Bengal Subah has been variously described the "Paradise of Nations" and the "Golden Age of Bengal", due to its inhabitants' living standards and real wages, which were among the highest in the world. It alone accounted for 40% of Dutch imports from Asia. The eastern part of Bengal was globally prominent in industries such as textile manufacturing and shipbuilding, and it was a major exporter of silk and cotton textiles, steel, saltpeter, and agricultural and industrial produce in the world. The region was also the basis of the Anglo-Bengal War.
Dutch East India Company factory in Hugli-Chuchura, Bengal by Hendrik van Schuylenburgh (c. 1665)

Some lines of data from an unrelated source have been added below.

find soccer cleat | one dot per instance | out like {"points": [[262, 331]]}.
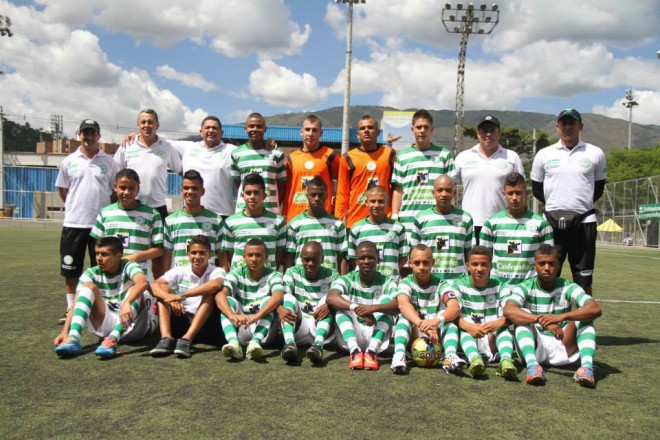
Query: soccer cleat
{"points": [[315, 354], [254, 350], [356, 360], [398, 365], [290, 352], [535, 375], [477, 367], [107, 349], [507, 369], [165, 347], [183, 349], [453, 364], [585, 377], [232, 350], [371, 360], [70, 348]]}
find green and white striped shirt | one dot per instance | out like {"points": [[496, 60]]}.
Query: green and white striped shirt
{"points": [[415, 171], [514, 241], [180, 227]]}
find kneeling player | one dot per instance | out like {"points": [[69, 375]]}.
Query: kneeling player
{"points": [[418, 301], [185, 296], [248, 301], [553, 319], [484, 334], [111, 300], [362, 303]]}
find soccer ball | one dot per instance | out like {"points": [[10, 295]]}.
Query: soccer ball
{"points": [[425, 354]]}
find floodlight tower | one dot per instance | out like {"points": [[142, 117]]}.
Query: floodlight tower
{"points": [[629, 103], [347, 87], [466, 20]]}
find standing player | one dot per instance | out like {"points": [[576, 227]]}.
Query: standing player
{"points": [[248, 301], [305, 316], [362, 302], [84, 183], [304, 164], [569, 177], [424, 311], [415, 170], [361, 168], [515, 234], [193, 219], [554, 321], [484, 332], [185, 296], [316, 224], [255, 156], [482, 169], [388, 235], [447, 230], [137, 225], [254, 221], [111, 299]]}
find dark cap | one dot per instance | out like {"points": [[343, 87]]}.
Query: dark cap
{"points": [[489, 119], [89, 123], [570, 113]]}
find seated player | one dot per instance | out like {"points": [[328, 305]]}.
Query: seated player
{"points": [[248, 301], [111, 299], [139, 226], [304, 314], [553, 319], [186, 295], [362, 304], [484, 331], [418, 301]]}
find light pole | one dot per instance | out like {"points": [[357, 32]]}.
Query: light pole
{"points": [[466, 20], [629, 103], [345, 127]]}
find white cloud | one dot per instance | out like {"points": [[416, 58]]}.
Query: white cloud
{"points": [[278, 85], [194, 80]]}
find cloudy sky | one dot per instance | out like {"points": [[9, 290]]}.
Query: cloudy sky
{"points": [[186, 59]]}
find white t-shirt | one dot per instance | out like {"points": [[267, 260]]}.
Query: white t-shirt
{"points": [[151, 164], [483, 180], [569, 176], [89, 182], [214, 164]]}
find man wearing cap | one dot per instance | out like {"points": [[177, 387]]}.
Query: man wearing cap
{"points": [[482, 170], [84, 183], [569, 177]]}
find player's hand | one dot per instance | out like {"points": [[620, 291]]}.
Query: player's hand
{"points": [[286, 315], [321, 312]]}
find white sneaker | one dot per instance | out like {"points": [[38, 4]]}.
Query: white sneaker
{"points": [[398, 365], [254, 350]]}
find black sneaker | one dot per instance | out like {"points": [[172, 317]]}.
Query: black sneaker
{"points": [[183, 348], [165, 347]]}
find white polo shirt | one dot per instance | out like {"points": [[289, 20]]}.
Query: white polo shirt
{"points": [[483, 180], [89, 182], [214, 164], [151, 164], [569, 176]]}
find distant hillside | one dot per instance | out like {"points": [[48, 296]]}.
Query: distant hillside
{"points": [[599, 130]]}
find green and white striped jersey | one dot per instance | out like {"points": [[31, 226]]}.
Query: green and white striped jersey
{"points": [[415, 171], [449, 236], [327, 230], [181, 227], [240, 228], [514, 241], [389, 237], [269, 164], [114, 287]]}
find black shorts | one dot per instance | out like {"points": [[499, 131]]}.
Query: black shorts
{"points": [[73, 243]]}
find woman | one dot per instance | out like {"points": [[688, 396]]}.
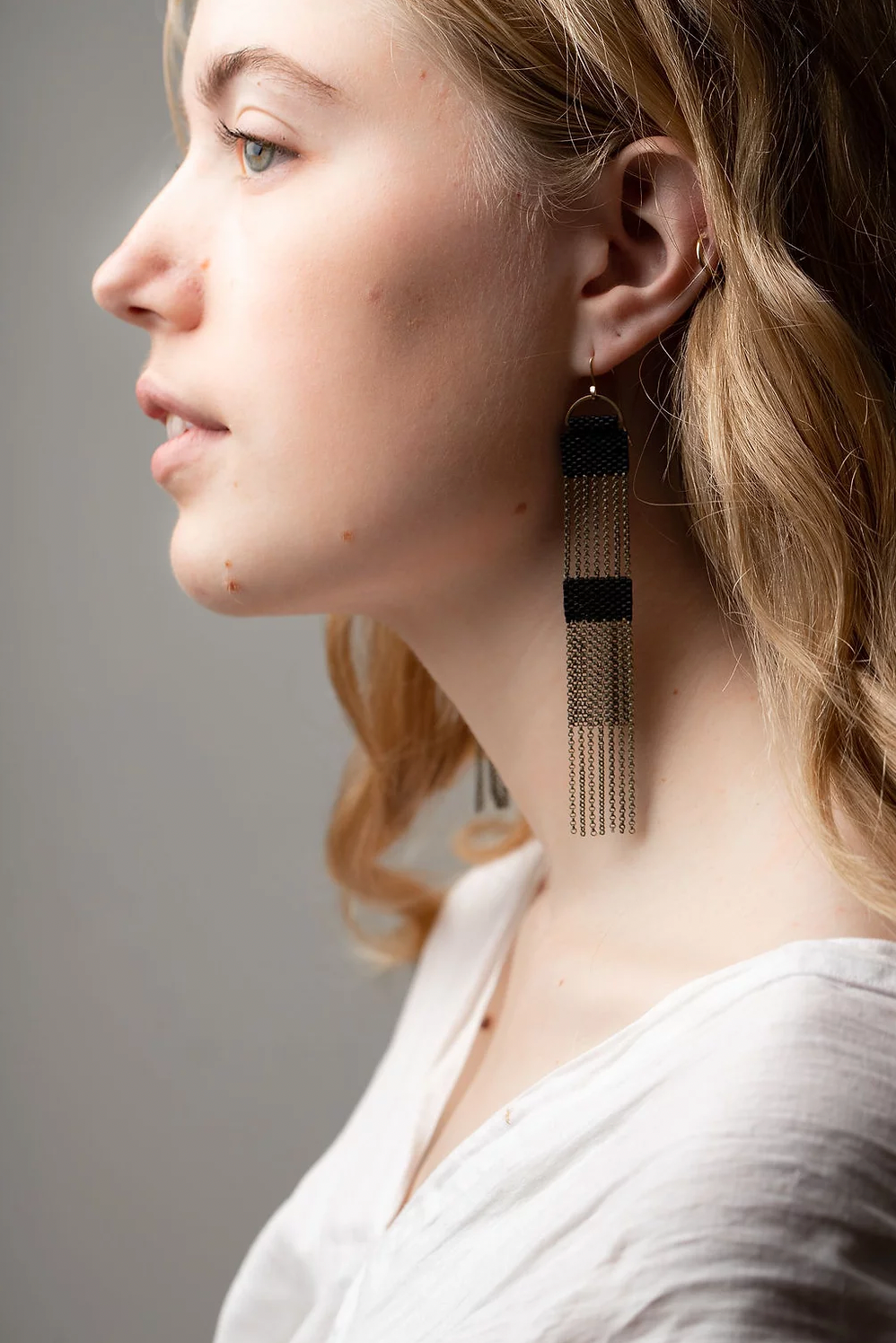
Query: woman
{"points": [[549, 346]]}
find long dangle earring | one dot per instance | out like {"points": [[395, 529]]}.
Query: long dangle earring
{"points": [[597, 606]]}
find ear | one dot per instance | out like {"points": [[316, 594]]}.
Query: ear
{"points": [[638, 268]]}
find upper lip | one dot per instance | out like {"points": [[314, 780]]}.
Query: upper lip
{"points": [[160, 405]]}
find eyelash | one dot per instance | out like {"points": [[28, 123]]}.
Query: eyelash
{"points": [[233, 137]]}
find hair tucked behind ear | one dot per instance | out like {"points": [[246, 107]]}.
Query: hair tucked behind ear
{"points": [[779, 392]]}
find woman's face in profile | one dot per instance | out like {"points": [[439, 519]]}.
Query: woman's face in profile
{"points": [[349, 306]]}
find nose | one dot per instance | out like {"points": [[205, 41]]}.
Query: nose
{"points": [[154, 278]]}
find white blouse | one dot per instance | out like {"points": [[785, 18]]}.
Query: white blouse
{"points": [[723, 1170]]}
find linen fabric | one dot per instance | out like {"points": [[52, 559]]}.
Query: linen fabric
{"points": [[723, 1170]]}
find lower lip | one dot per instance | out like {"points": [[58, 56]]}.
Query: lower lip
{"points": [[180, 452]]}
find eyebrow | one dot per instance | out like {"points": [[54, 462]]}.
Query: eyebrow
{"points": [[222, 70]]}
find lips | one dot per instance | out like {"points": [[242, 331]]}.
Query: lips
{"points": [[160, 405]]}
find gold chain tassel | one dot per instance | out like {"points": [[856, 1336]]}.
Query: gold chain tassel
{"points": [[597, 598]]}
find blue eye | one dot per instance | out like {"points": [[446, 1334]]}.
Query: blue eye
{"points": [[233, 137]]}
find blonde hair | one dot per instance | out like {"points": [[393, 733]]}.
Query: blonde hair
{"points": [[779, 398]]}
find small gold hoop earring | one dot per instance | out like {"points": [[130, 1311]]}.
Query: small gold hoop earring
{"points": [[594, 395]]}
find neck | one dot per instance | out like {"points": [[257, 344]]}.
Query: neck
{"points": [[712, 806]]}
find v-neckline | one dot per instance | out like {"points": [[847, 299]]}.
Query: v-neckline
{"points": [[477, 1137], [511, 917]]}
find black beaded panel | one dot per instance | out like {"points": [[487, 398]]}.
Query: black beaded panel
{"points": [[597, 599], [594, 444]]}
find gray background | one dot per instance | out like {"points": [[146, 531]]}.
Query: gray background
{"points": [[181, 1026]]}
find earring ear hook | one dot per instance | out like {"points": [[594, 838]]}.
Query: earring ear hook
{"points": [[594, 395]]}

By the 18th century, Bengal emerged as an independent state, under the rule of the Nawabs of Bengal, it has started observing the proto-industrialization, which made direct significant contribution to the first Industrial Revolution (substantially textile manufacture during the Industrial Revolution), but it also led to its deindustrialization, after being conquered by the British East India Company at the Battle of Plassey in 1757. The Subah was later established as the Bengal Presidency.